Los nuevos lineamientos sobre los derechos de las audiencias han abierto un debate que merece algo más que consignas, merece reflexión.
Proteger a las audiencias, fortalecer la ética de los medios y evitar que la publicidad se disfrace de información son objetivos legítimos. Nadie debería oponerse a ello, la verdadera pregunta es otra. ¿Cómo proteger esos derechos sin poner en riesgo otro igual de importante, la libertad de expresión?
Ésa es la línea que toda democracia debe cuidar.
Porque la libertad de expresión no fue creada para proteger a periodistas o empresas de comunicación, fue creada para proteger el derecho de los ciudadanos a escuchar distintas voces, contrastar versiones y construir su propio criterio.
Toda democracia parte de un acto de confianza, confía en que sus ciudadanos son capaces de escuchar una versión oficial, confrontarla con el trabajo de un periodista, buscar otra fuente y llegar a sus propias conclusiones, ese juicio pertenece a la sociedad, no al Estado.
Hay además, un aspecto del que casi no se habla. Los gobiernos también necesitan una prensa crítica, conforme una administración avanza, el poder suele rodearse de colaboradores que coinciden con él, de amigos que lo respaldan y de simpatizantes que justifican sus decisiones. Es un fenómeno natural, lo difícil es encontrar a quien tenga el valor de decirle al gobernante que se está equivocando.
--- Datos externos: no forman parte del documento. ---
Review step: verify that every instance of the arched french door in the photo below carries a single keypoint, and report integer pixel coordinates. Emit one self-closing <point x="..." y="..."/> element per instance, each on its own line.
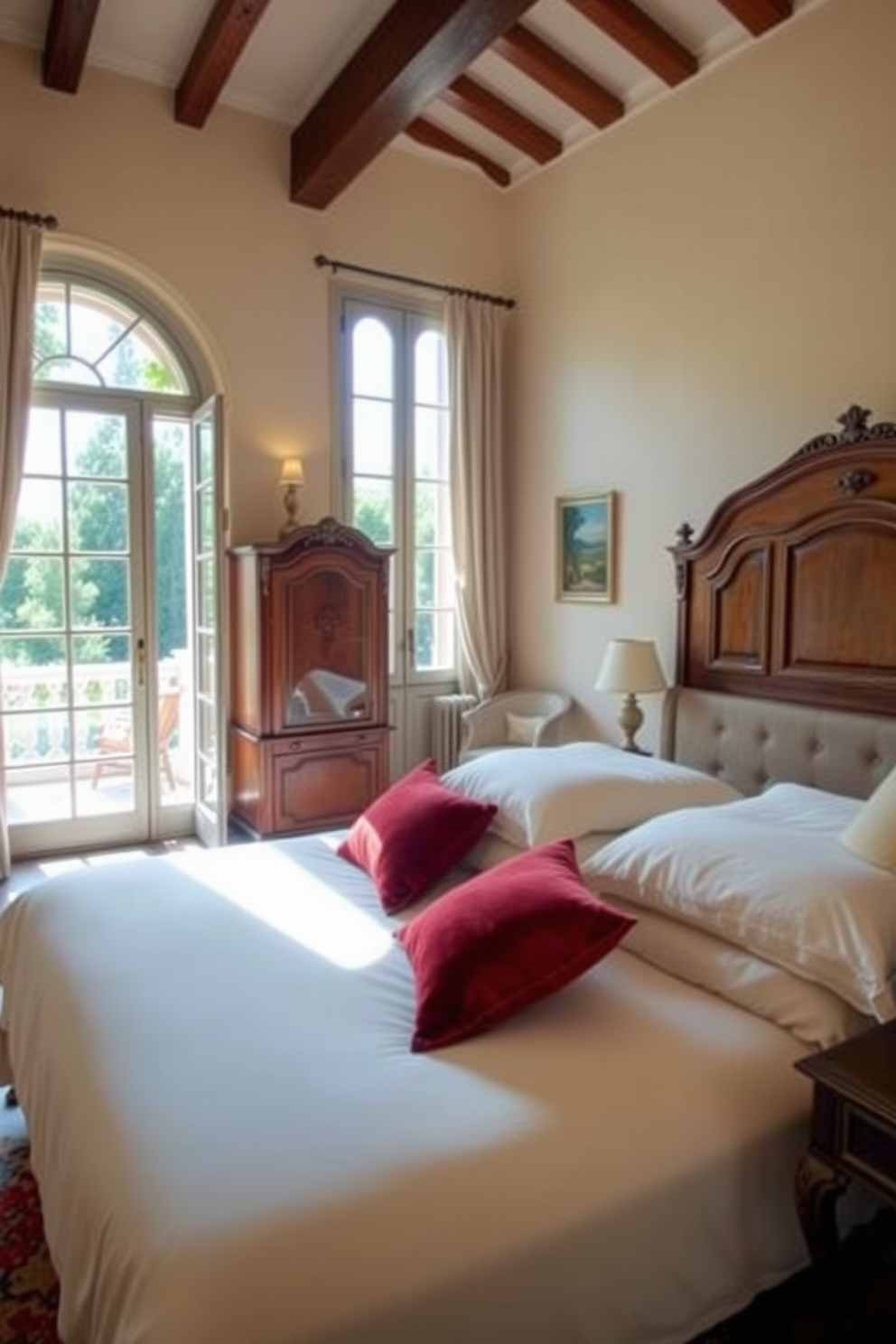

Ahí aparece el verdadero valor de una prensa libre. No está para gobernar, está para preguntar.
Está para señalar aquello que nadie quiso ver, está para recordar que la realidad no siempre coincide con los informes que llegan al escritorio del poder. Un gobernante puede no compartir lo que publica un periodista, está en su derecho.
Lo que no debería hacer es dejar de escucharlo, porque muchas veces una crítica responsable evita un error, corrige una decisión o alerta sobre un problema que todavía tiene solución.
Los aplausos tranquilizan, las críticas corrigen. Por eso este debate no trata únicamente de medios de comunicación, trata de la confianza que una democracia deposita en sus ciudadanos para pensar por sí mismos y de la prudencia con la que el Estado debe ejercer cualquier facultad relacionada con la conversación pública. Las leyes cambiarán, los gobiernos también.
Pero hay un principio que debería permanecer intacto. Una sociedad libre no necesita que le digan qué pensar ni qué escuchar, necesita la libertad de conocer todas las voces y decidir por sí misma.
Porque una democracia no se debilita cuando existen voces incómodas, se debilita cuando dejan de escucharse.